I can now update on this bug. It is actually nothing to do with hybrid parallelization, but just with openMP when using the intel compiler. The problem is the shared variable box in the function AddCubicLattice; if I try to otuput the value of boxmin inside the omp loop I get garbage. Apparently the intel compiler doesn't copy properly the arrays inside the structure DomainBox. I'm not sure what the standard says, but to me it seems a genuine bug in the Intel compiler... If this is true, the question is how we get around it (and if the same bug might bite us also elsewhere).

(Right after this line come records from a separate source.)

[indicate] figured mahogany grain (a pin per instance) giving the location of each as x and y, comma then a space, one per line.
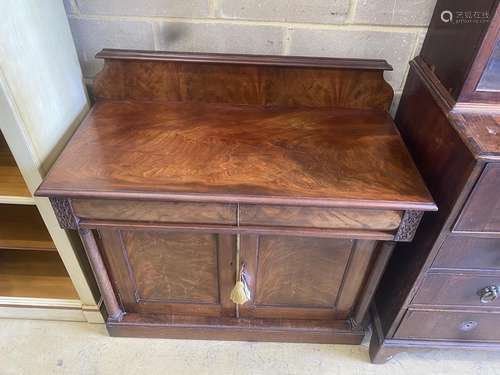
173, 212
289, 86
318, 217
172, 273
238, 153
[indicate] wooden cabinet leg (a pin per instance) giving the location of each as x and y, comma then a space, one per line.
97, 264
380, 353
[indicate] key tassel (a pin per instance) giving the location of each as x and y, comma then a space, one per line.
241, 293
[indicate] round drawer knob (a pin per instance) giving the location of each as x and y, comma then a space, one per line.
488, 294
468, 325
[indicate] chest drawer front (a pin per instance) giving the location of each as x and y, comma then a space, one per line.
456, 290
319, 217
461, 252
173, 212
482, 211
449, 325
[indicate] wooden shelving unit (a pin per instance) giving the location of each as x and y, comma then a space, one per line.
22, 228
34, 274
13, 189
43, 274
31, 269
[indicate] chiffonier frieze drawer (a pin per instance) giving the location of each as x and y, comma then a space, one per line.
459, 290
471, 253
449, 325
319, 217
154, 211
482, 211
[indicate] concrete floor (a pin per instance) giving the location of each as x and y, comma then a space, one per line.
42, 347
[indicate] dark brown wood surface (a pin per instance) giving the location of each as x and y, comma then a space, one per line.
459, 290
243, 79
318, 217
452, 64
482, 212
243, 153
172, 273
482, 131
190, 165
429, 296
216, 328
240, 59
469, 253
448, 325
301, 278
173, 212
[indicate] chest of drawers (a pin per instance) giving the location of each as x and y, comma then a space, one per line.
194, 171
448, 278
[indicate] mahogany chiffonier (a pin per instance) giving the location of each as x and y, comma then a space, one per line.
284, 177
448, 279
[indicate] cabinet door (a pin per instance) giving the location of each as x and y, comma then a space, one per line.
303, 277
178, 273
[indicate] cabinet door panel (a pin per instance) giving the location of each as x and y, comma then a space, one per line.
172, 272
301, 277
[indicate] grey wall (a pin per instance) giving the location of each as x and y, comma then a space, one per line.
389, 29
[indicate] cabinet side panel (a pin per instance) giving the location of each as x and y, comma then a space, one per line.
451, 45
446, 166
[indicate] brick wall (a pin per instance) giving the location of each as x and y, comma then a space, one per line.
389, 29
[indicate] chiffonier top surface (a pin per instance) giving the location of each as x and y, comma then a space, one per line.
481, 131
238, 153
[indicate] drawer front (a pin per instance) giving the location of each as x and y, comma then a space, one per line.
457, 290
461, 252
482, 211
319, 217
449, 325
173, 212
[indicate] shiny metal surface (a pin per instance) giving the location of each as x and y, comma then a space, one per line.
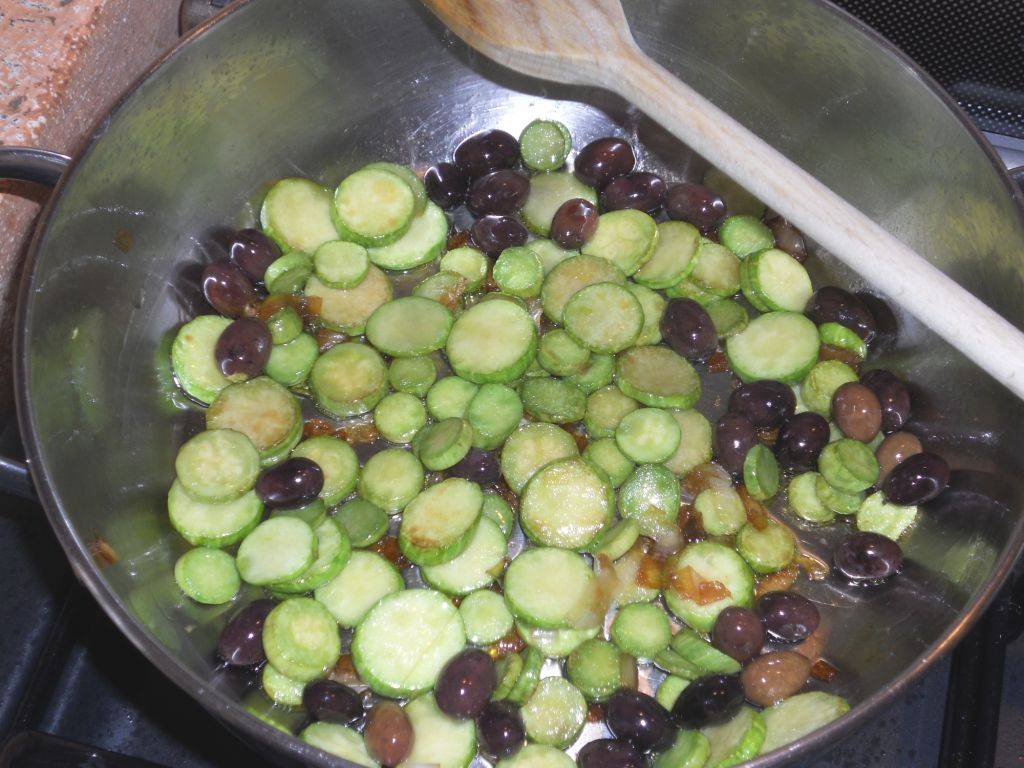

giovanni-rosotti commented 8 years ago

I opened a thread on the Intel forum for this issue: https://software.intel.com/en-us/forums/intel-c-compiler/topic/600458

dhubber commented 8 years ago

Okay, that is a bit worrying. I guess for the small parallel loops (like this one in AddCubicLattice) we can just remove the parallel statement. For larger CPU-intensive loops, it's a bit more worrying yes. What happens when you pass the object as an argument exactly? I'm guessing it makes a copy. In which case, what would happen if we explicitly wrote a copy constructor for it? I noticed on your Intel issue you said it's fine if we pass by reference. Presumably it's better to pass by reference anyway (assuming it's a read-only object and gives no performance penalty).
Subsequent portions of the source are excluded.